"What do you think about the Dirty Dozen -- should I be buying those?"
That's the MOST COMMON question I get from consumers about organic produce. They all want to know if I think the Dirty Dozen is a good guideline for organic produce.
Confession time: I think the Environmental Working Group's "Shopper's Guide to Pesticides in Produce" is misguided, flippant and dangerous. Time and time again, the produce industry rebuts the EWG's re-analysis of the U.S. Department of Agriculture's Pesticide Data Program report. The report finds that more than 99% of produce tested has pesticide residue levels well below the EPA's threshold -- it's safe to eat. It's nutritious to eat. People should eat this produce. People should eat all produce. If you're choosing between produce and not produce -- choose produce.
The EWG, however, massages those numbers and throws out things like:
"Pears, Now With an Extra Helping of Pesticides, Join the Dirty Dozen"
How is this responsible? Do they really believe that eating a conventional pear comes with "an extra helping of pesticides?"
But, regardless of how I feel about the "Dirty Dozen" list, retailers need to know what's on it, because consumers really do use it as a guide to entry into the organics category.
When a consumer, interested in buying organic produce, does an internet search for "what to buy organic," they get pages and pages of materials that reference this list.
They walk in your store, list in hand (or on smart phone) looking for these items.
I've done scavenger hunts in the past, and I think it's time to do one again. Can you find all 12 items in one store?
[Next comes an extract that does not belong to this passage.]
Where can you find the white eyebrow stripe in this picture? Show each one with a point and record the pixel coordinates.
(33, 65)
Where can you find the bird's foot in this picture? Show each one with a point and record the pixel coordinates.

If a consumer can't find that item in organic in their usual store, how likely do you think they are to make an extra trip?
Or they could just cross that item off their list -- and oftentimes that's what happens.
You don't want to lose that sale.
The produce industry doesn't want to lose that consumer.
Offer the option.
You don't have to agree with the EWG's dirty tactics, but you do have to stock your shelves.